Reported: 2015-12-21 12:43 PST by Brent Fulgham
Modified: 2015-12-22 11:38 PST (History)
4 users (show)

See Also:


Attachments
Patch (1.56 KB, patch)
2015-12-21 12:47 PST, Brent Fulgham
no flags Details | Formatted Diff | Diff
Patch (4.82 KB, patch)
2015-12-22 10:05 PST, Brent Fulgham
no flags Details | Formatted Diff | Diff
Patch (4.36 KB, patch)
2015-12-22 10:29 PST, Brent Fulgham
ap: review+
Details | Formatted Diff | Diff

Note You need to log in before you can comment on or make changes to this bug.
Description Brent Fulgham 2015-12-21 12:43:27 PST
This bug refines Bug 151783 slightly based on Darin's suggestion: "Iā€™d really prefer that this security check be done with SecurityOrigin function rather than a direct call to isLocalFile.".
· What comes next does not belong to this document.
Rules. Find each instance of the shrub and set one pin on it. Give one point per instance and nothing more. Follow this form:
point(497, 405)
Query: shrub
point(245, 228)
This patch revises the code slightly to do just that.
Comment 1 Brent Fulgham 2015-12-21 12:47:15 PST
Created attachment 267761 [details]
Patch
Comment 2 Alexey Proskuryakov 2015-12-21 14:06:36 PST
Comment on attachment 267761 [details]
Patch

View in context: https://bugs.webkit.org/attachment.cgi?id=267761&action=review

> Source/WebCore/page/Page.cpp:532
> +    DocumentLoader* documentLoader = mainFrame().loader().documentLoader();
> +    if (!documentLoader)
> +        return false;

There wasn't a null check for documentLoader before, but there is one now. Can a regression test be added for this change?
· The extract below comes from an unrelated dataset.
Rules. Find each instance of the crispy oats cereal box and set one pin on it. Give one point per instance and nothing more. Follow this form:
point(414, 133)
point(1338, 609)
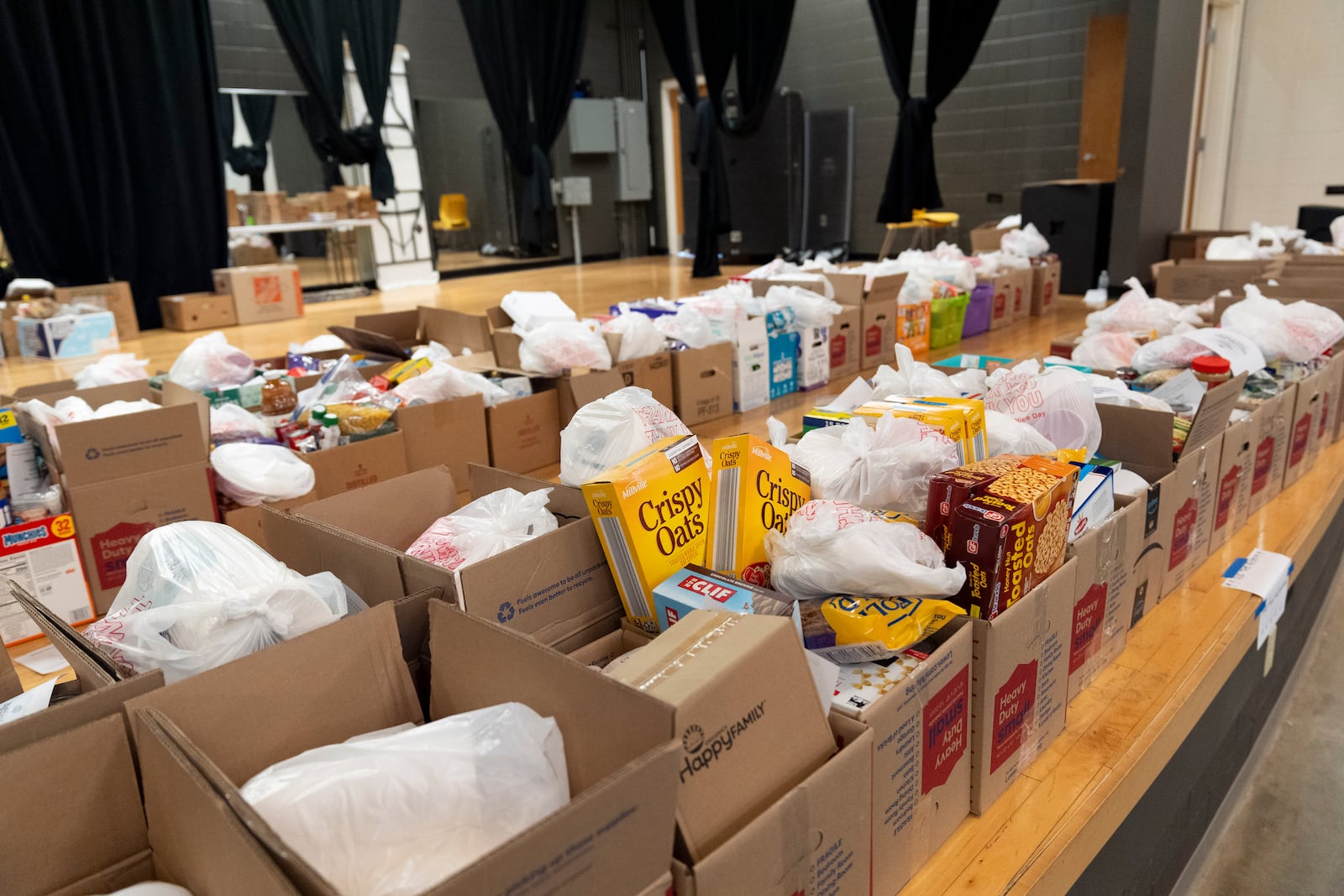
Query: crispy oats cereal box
point(652, 515)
> Source/WebCore/page/Page.cpp:534
> +    RefPtr<SecurityOrigin> origin(SecurityOrigin::create(documentLoader->url()));

SecurityOrigin::create returns a Ref, so please don't make a RefPtr out of it. I think that this is the right way to write this:

Ref<SecurityOrigin> origin = SecurityOrigin::create(documentLoader->url());

But more importantly, I think that we should use the actual security origin for the document, not a one reconstructed from its URL. I don't know of an observable difference, but calling securityOrigin() on the document feels like a better thing to do.
Comment 3 Brent Fulgham 2015-12-22 09:57:06 PST
(In reply to comment #2)
> Comment on attachment 267761 [details]
> Patch
> 
> View in context:
> https://bugs.webkit.org/attachment.cgi?id=267761&action=review
> 
> > Source/WebCore/page/Page.cpp:532
> > +    DocumentLoader* documentLoader = mainFrame().loader().documentLoader();
> > +    if (!documentLoader)
> > +        return false;
> 
> There wasn't a null check for documentLoader before, but there is one now.
> Can a regression test be added for this change?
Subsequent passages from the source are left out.